My question is in what system we can actually prove that such finite $C$ has measure zero? It would be strange if ATR$_0$ would be needed, for instance. Any related results from (Turing) computability theory are welcome too.
Best Answer
Here's a proof that $\mathsf{ACA}_0$ suffices for the analogous statement over $2^\mathbb{N}$ instead of $\mathbb{R}$, where codes for closed sets are viewed as subtrees of $2^{<\mathbb{N}}$; it's a bit tedious, but not difficult, to port this over to $\mathbb{R}$ (the key point being that there is a very-nicely-definable 2-to-1 continuous surjection $2^\mathbb{N}\rightarrow[0,1]$):
Suppose $T$ is a subtree of $2^{<\mathbb{N}}$, coding a closed set $C$ with the desired property. By arithmetic comprehension we can assume $T$ has no dead ends. Now say that a good sequence is a finite sequence $\sigma=(x_i)_{i<n}$ such that each $x_i$ is a node on $T$ and if $i<j<n$ then $x_i$ and $x_j$ are incompatible. By the condition on $C$ and the lack of dead ends in $T$, we can uniformly extend each node in $T$ to an element of $C$ ("leftmost extension"), and so we get the analogue of your condition for nodes on $T$ rather than paths: there is some $N$ such that there is no good sequence of length $\ge N$.
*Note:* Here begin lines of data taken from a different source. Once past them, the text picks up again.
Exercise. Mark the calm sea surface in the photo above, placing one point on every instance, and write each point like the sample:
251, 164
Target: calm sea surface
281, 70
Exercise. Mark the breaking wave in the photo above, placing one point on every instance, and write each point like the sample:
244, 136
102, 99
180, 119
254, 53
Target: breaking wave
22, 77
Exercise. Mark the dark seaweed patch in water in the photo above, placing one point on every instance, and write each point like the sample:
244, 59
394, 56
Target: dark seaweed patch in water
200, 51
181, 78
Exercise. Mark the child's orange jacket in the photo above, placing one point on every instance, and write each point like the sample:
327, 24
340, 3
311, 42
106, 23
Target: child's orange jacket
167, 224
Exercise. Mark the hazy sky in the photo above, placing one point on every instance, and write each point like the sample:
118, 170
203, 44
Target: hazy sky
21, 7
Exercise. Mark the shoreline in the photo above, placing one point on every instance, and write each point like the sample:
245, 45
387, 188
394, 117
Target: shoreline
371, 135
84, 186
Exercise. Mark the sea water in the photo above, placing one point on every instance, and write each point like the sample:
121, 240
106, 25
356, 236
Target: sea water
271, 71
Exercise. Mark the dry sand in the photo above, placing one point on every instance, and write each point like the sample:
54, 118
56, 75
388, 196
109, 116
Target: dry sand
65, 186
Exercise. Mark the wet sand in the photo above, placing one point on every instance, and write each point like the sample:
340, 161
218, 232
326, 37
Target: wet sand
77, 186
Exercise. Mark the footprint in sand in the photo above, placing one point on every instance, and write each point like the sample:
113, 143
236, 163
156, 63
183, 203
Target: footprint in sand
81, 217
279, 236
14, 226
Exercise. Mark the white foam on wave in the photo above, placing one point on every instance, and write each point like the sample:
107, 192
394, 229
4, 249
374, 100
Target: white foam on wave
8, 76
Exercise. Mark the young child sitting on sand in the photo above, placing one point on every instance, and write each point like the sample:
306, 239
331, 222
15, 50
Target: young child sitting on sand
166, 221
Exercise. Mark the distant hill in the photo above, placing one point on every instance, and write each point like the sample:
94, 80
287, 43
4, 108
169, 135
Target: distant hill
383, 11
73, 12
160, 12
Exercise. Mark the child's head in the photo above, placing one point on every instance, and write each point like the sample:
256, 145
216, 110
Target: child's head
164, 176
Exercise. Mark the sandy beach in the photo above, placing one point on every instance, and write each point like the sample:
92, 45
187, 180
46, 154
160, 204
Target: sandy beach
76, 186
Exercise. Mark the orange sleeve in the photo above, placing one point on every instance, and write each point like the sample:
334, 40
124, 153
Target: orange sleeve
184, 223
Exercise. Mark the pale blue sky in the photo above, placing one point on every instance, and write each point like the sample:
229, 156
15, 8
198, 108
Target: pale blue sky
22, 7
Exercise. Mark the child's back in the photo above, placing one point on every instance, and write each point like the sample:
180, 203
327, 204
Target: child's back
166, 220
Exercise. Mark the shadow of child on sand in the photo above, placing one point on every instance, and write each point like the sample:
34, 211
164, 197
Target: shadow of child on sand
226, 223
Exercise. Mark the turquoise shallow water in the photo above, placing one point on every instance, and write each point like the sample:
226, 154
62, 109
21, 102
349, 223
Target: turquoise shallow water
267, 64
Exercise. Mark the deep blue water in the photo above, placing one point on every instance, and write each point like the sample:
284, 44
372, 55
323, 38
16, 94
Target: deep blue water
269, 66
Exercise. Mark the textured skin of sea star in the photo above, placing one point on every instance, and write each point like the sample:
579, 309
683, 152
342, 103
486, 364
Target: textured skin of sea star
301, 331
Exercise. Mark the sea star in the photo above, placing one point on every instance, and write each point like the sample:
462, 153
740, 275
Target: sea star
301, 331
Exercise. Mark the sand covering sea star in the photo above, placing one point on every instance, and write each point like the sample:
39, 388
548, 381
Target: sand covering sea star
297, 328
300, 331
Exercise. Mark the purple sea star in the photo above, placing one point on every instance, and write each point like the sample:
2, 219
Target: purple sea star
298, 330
Now consider the set of lengths of good sequences. This is arithmetically definable, so by arithmetic induction and the role of $N$ above it has some largest element. If $\sigma$ is a maximal-length good sequence, then the set of leftmost paths extending elements of $\sigma$ is finite and is all of $C$.
On the other hand, $\mathsf{RCA}_0+\mathsf{I}\Sigma^1_1$ also suffices (that is, this finiteness principle has no inherent "effective content"): without even bother to switch to Cantor space, just look at the set of $n$ such that there exists a sequence of distinct elements of $C$ of length $n$. This is a $\Sigma^1_1$ set which is bounded, so it has a greatest element and this gives rise to the finiteness of $C$ as desired.
On the other other hand, it is not obvious to me that $\mathsf{RCA}_0+$ arithmetic induction suffices; arithmetic comprehension was crucially used above in pruning $T$.